Pattern signal: General problem-solving
{"headers": {"MyNumbers": ["num"]}, "rows": {"MyNumbers": [[8],[8],[3],[3],[1],[4],[5],[6]]}}{"headers": {"MyNumbers": ["num"]}, "rows": {"MyNumbers": [[8],[8],[7],[7],[3],[3],[3]]}}Source-backed implementations are provided below for direct study and interview prep.
// Accepted solution for LeetCode #619: Biggest Single Number
// Auto-generated Java example from rust.
class Solution {
public void exampleSolution() {
}
}
// Reference (rust):
// // Accepted solution for LeetCode #619: Biggest Single Number
// pub fn sql_example() -> &'static str {
// r#"
// -- Accepted solution for LeetCode #619: Biggest Single Number
// # Write your MySQL query statement below
// SELECT MAX(num) AS num
// FROM
// (
// SELECT num
// FROM MyNumbers
// GROUP BY 1
// HAVING COUNT(1) = 1
// ) AS t;
// "#
// }
// Accepted solution for LeetCode #619: Biggest Single Number
// Auto-generated Go example from rust.
func exampleSolution() {
}
// Reference (rust):
// // Accepted solution for LeetCode #619: Biggest Single Number
// pub fn sql_example() -> &'static str {
// r#"
// -- Accepted solution for LeetCode #619: Biggest Single Number
// # Write your MySQL query statement below
// SELECT MAX(num) AS num
// FROM
// (
// SELECT num
// FROM MyNumbers
// GROUP BY 1
// HAVING COUNT(1) = 1
// ) AS t;
// "#
// }
# Accepted solution for LeetCode #619: Biggest Single Number
# Auto-generated Python example from rust.

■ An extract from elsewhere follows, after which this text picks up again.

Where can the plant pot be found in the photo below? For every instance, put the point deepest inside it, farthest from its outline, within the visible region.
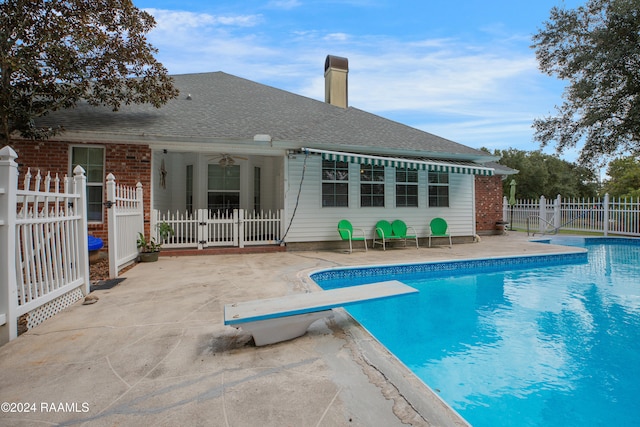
(149, 256)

def example_solution() -> None:
return
# Reference (rust):
# // Accepted solution for LeetCode #619: Biggest Single Number
# pub fn sql_example() -> &'static str {
# r#"
# -- Accepted solution for LeetCode #619: Biggest Single Number
# # Write your MySQL query statement below
# SELECT MAX(num) AS num
# FROM
# (
# SELECT num
# FROM MyNumbers
# GROUP BY 1
# HAVING COUNT(1) = 1
# ) AS t;
# "#
# }
// Accepted solution for LeetCode #619: Biggest Single Number
pub fn sql_example() -> &'static str {
r#"
-- Accepted solution for LeetCode #619: Biggest Single Number
# Write your MySQL query statement below
SELECT MAX(num) AS num
FROM
(
SELECT num
FROM MyNumbers
GROUP BY 1
HAVING COUNT(1) = 1
) AS t;
"#
}
// Accepted solution for LeetCode #619: Biggest Single Number
// Auto-generated TypeScript example from rust.

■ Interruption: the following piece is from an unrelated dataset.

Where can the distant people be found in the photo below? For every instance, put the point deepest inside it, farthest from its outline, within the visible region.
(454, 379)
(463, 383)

function exampleSolution(): void {
}
// Reference (rust):
// // Accepted solution for LeetCode #619: Biggest Single Number
// pub fn sql_example() -> &'static str {
// r#"
// -- Accepted solution for LeetCode #619: Biggest Single Number
// # Write your MySQL query statement below
// SELECT MAX(num) AS num
// FROM
// (
// SELECT num
// FROM MyNumbers
// GROUP BY 1
// HAVING COUNT(1) = 1
// ) AS t;
// "#
// }
Use this to step through a reusable interview workflow for this problem.
Two nested loops check every pair or subarray. The outer loop fixes a starting point, the inner loop extends or searches. For n elements this gives up to n²/2 operations. No extra space, but the quadratic time is prohibitive for large inputs.
Most array problems have an O(n²) brute force (nested loops) and an O(n) optimal (single pass with clever state tracking). The key is identifying what information to maintain as you scan: a running max, a prefix sum, a hash map of seen values, or two pointers.
Review these before coding to avoid predictable interview regressions.
Wrong move: Loop endpoints miss first/last candidate.
Usually fails on: Fails on minimal arrays and exact-boundary answers.
Fix: Re-derive loops from inclusive/exclusive ranges before coding.